ELQA: A Corpus of Metalinguistic Questions and Answers about English

Shabnam Behzad,Keisuke Sakaguchi,Nathan Schneider,Amir Zeldes
2023-07-04
Abstract:We present ELQA, a corpus of questions and answers in and about the English language. Collected from two online forums, the >70k questions (from English learners and others) cover wide-ranging topics including grammar, meaning, fluency, and etymology. The answers include descriptions of general properties of English vocabulary and grammar as well as explanations about specific (correct and incorrect) usage examples. Unlike most NLP datasets, this corpus is metalinguistic -- it consists of language about language. As such, it can facilitate investigations of the metalinguistic capabilities of NLU models, as well as educational applications in the language learning domain. To study this, we define a free-form question answering task on our dataset and conduct evaluations on multiple LLMs (Large Language Models) to analyze their capacity to generate metalinguistic answers.
Computation and Language
What problem does this paper attempt to address?

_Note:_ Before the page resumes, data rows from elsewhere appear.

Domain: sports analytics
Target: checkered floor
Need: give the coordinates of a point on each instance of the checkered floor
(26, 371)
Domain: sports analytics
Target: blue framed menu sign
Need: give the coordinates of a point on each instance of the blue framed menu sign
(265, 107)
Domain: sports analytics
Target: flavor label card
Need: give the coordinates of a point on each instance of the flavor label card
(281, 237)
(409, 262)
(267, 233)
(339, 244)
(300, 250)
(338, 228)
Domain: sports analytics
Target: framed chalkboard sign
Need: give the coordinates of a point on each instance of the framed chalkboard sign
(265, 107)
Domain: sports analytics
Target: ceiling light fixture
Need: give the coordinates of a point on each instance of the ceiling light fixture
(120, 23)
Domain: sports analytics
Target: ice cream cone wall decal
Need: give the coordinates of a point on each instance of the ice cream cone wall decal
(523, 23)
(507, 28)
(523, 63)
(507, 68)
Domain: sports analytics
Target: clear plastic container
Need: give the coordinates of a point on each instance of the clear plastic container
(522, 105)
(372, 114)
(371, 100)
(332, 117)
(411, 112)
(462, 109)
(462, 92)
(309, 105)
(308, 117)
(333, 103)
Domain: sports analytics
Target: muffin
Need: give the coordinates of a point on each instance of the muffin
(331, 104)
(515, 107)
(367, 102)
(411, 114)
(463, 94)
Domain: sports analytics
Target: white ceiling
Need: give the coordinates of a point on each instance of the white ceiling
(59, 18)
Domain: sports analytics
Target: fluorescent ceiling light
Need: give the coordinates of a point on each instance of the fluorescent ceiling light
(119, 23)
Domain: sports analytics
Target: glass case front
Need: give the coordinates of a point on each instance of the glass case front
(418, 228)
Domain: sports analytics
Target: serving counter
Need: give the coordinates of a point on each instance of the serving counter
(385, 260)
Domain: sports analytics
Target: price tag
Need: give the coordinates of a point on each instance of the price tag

The main problem that this paper attempts to solve is to construct a corpus of metalinguistic questions and answers regarding the English language, and use this corpus to evaluate the performance of the current state - of - the - art natural language processing (NLP) techniques in free - form English language question - answering tasks. Specifically, the goals of the paper include: 1. **Release the first publicly available English metalinguistic question - answering dataset**: This dataset focuses on English and contains more than 70,000 questions and their answers collected from two Stack Exchange forums (the English Language & Usage forum and the English Learners forum), covering multiple topics such as grammar, meaning, fluency, and etymology. 2. **Propose the classification and analysis of questions in the corpus**: The paper classifies the questions in the corpus, including fluency, form - to - meaning interpretation, meaning - to - form encoding, grammatical analysis, and other types of questions, and provides detailed descriptions and analyses of these classifications. 3. **Study the answering ability of large - language models (LLMs) to these metalinguistic questions**: By defining a free - form question - answering task, the paper evaluates the abilities of multiple large - language models (such as T5 and GPT - 3) in generating metalinguistic answers. The research finds that although most models score relatively high in terms of the correctness of language structures, they are significantly lower than human - written answers in terms of the effectiveness of answers, indicating that this type of metalinguistic question - answering task remains a challenge for large - language models. Through these goals, the paper aims to promote research on the metalinguistic abilities of natural - language - understanding models and explore the potential applications of these models in the field of language - learning education.